Senyar lahir dari bibit-bibit siklon lain, dari awalan Siklon 95B, yang tumbuh cepat di perairan Selat Malaka yang kini menghangat, lalu matang dengan tekanan minimum 998 hPa dan angin 80 km/jam. Bukan monster, tetapi cukup kuat membuat sungai-sungai di Aceh dan Sumatra meluap dalam hitungan jam.

Siklon Senyar hanyalah "adik kelas" dari badai-badai Asia yang berada di Typhoon Belt —jalur maut badai dari Pasifik Barat yang saban tahun menghantam Filipina, Jepang, Taiwan, Vietnam, hingga pesisir Tiongkok. Di sana kelasnya lain: angin 200–250 km/jam, gelombang 3 meter, dan kerusakan miliaran dolar.
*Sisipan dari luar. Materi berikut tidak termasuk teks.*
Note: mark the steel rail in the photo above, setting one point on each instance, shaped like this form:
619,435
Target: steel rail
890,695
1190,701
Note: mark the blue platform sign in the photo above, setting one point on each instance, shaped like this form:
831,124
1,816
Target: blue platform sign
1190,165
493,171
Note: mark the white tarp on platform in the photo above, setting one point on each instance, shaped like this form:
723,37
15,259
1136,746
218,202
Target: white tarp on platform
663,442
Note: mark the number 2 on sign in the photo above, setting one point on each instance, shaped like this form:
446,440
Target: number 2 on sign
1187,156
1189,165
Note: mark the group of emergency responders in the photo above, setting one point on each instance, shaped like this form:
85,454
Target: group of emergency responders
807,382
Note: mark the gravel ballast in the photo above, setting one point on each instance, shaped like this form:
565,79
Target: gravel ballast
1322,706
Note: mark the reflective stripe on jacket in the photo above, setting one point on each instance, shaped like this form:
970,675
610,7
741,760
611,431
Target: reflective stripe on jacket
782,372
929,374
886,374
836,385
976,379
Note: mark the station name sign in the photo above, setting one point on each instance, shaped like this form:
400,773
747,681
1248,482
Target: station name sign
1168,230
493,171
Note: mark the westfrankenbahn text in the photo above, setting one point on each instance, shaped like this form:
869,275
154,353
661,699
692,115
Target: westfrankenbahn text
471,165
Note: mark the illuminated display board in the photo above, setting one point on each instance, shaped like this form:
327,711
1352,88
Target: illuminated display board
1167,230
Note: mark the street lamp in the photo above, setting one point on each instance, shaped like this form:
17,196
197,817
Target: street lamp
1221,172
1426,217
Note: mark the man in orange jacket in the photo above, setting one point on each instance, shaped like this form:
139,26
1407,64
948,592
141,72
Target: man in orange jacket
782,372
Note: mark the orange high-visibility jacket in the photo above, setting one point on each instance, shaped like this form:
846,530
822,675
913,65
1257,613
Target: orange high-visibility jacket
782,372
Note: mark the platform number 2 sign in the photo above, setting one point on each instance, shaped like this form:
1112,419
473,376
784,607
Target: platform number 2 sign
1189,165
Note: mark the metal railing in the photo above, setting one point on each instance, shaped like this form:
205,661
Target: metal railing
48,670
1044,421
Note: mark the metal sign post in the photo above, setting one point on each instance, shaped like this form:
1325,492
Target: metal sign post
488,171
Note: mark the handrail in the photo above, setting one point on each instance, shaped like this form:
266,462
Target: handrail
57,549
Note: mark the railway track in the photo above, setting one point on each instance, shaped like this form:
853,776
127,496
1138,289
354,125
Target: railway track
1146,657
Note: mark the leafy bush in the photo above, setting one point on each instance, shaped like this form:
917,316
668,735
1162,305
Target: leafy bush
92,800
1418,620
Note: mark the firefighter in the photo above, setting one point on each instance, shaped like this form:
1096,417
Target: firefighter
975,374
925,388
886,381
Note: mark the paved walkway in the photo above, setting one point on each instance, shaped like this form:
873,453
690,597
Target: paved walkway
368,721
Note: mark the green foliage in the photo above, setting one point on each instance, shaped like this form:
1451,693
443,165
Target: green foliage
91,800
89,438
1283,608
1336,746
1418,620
Topan Nargis di Myanmar, misalnya, pernah menyapu 140 ribu jiwa hanya dalam semalam. Asia memang hidup di jalur kematian meteorologis; Indonesia hanya kebagian percikan. Tapi kini, ketika bumi dan tanah tak lagi siap menampung air dari langit yang mengucur dahsyat, percikan saja sudah cukup menghancurkan.

Siklon seperti Senyar bekerja bak mesin uap raksasa: memanaskan air laut, menguapkannya dalam jumlah gila-gilaan, lalu mengirimkannya kembali ke daratan sebagai hujan berlapis-lapis. Itulah sebabnya hujan ekstrem dari sistem siklon tidak hanya turun deras, tapi juga tekun —boleh dibilang rajin masuk kerja selama tujuh hari penuh tanpa izin cuti.

Ketika pusaran angin terus-menerus menarik uap air dari laut yang suhunya di atas normal, awan cumulonimbus tumbuh seperti jamur di musim lembap: membengkak, menebal, lalu jatuh serentak. Para ahli meteorologi menghitung curah hujan dalam milimeter—100 mm berarti setiap meter persegi daratan kedatangan tamu tak diundang setebal 10 cm air.

Bayangkan bila dalam sepekan akumulasi hujan mencapai 600–700 mm: setiap lapangan bola serasa ditumpahi ratusan ton air dari langit. Tak ada tanah yang mampu menelan semuanya seketika, apalagi tanah yang telah dipadatkan alat berat atau ditanami sawit yang akarnya lebih sibuk mengisap nutrisi ketimbang meresap air permukaan.

Banyaknya perkebunan sawit justru mempercepat limpasan karena struktur tanahnya padat, minim seresah, dan dibelah jalan-jalan sehingga air memilih jalan pintas: lari, mengalir deras, lalu mengamuk di hilir. Tanah, seperti manusia, punya batas kesabaran. Dan ketika ia disuruh menampung air sebanyak satu danau kecil dalam tempo semalam, ia pun menyerah.

Bila mau sedikit main kalkulator dengan badai, hitung-hitungannya begini. Tadi sudah disebut, para ahli cuaca mengukur hujan dalam milimeter, dan secara sederhana 1 mm hujan di atas 1 meter persegi sama dengan 1 liter air. Jadi kalau dalam sepekan kawasan itu diguyur 600 mm hujan akibat sistem siklon yang bandel.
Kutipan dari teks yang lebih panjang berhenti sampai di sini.